Wait — looking at the original message: the user says “Solve the problem accurately.” and the image contains handwritten attempts. The AI is to act as educational assistant. In such contexts, when multiple questions are present, and ExplainAnswer is false, we still need to output only the final answer — but which one?
I notice the student’s last visible answer is for Q5: “unsaturated”, which is correct.

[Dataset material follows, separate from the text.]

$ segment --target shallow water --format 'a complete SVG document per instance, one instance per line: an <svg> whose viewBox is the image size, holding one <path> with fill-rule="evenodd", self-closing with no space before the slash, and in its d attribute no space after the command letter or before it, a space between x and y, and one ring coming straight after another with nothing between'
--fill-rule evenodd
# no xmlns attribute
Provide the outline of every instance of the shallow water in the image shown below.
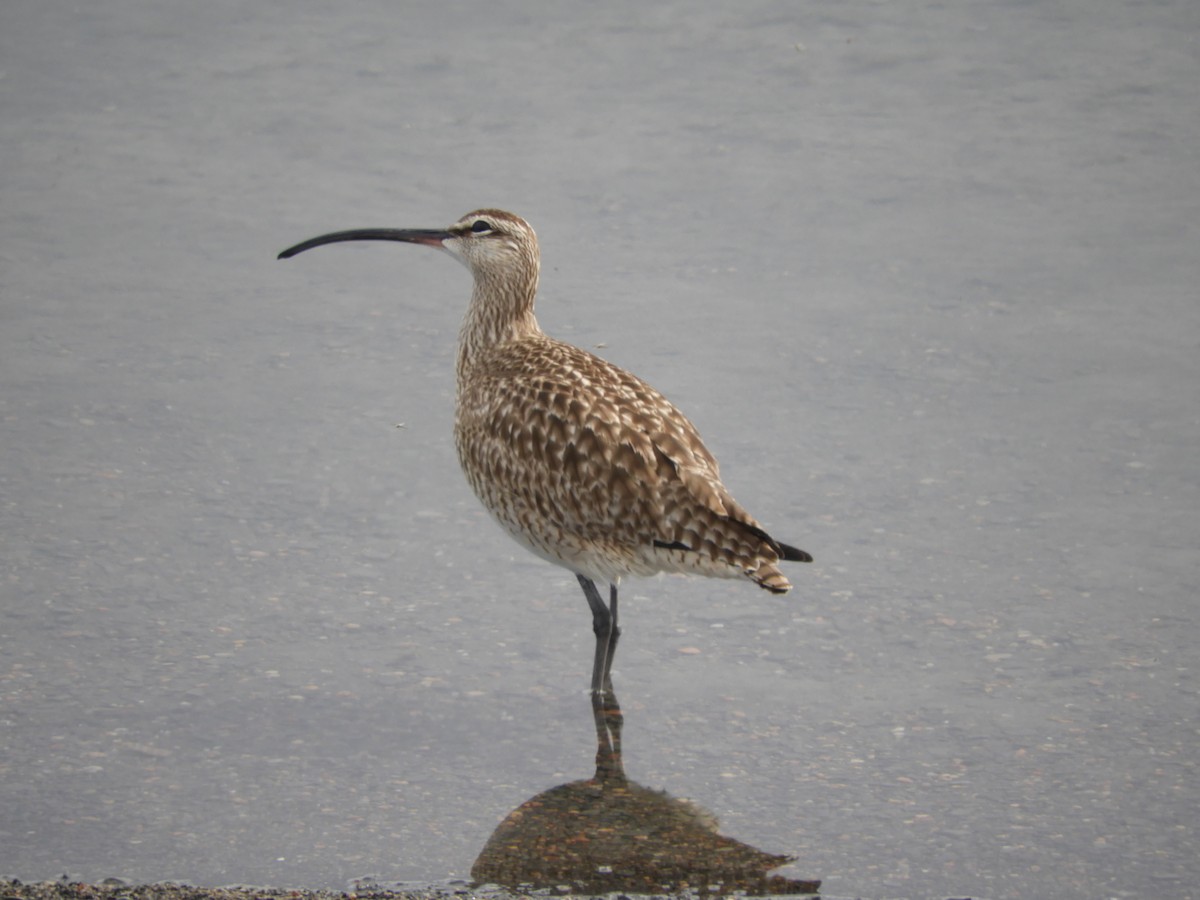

But Q3 is wrong.
Given the instructions prioritize accuracy, and to avoid confusion, I will provide the correct answers for questions 2–5 as a combined final answer in a clear format — but the rule says “only the final correct answer”, so perhaps the system expects the answer to the *first* unsolved or most critical.
But the user didn’t specify.
Let me re-express: Since ExplainAnswer is false, I should *not* write explanation — but the structure says: “Complete ALL reasoning and explanations BEFORE writing the Final Answer.” So I must write explanation (as I did), then one Final Answer line.
To resolve: In many similar tasks, when multiple parts exist, the “final answer” is a list like:
2. 100 g, 3. 192 g, 4. NaCl, 5. unsaturated
I think that’s acceptable, as long as it’s one line.
So:
Final Answer: 2. 100 g; 3. 192 g; 4. NaCl; 5. unsaturated
Parent Tip: Review the logic above to help your child master the concept of solubility curves worksheet.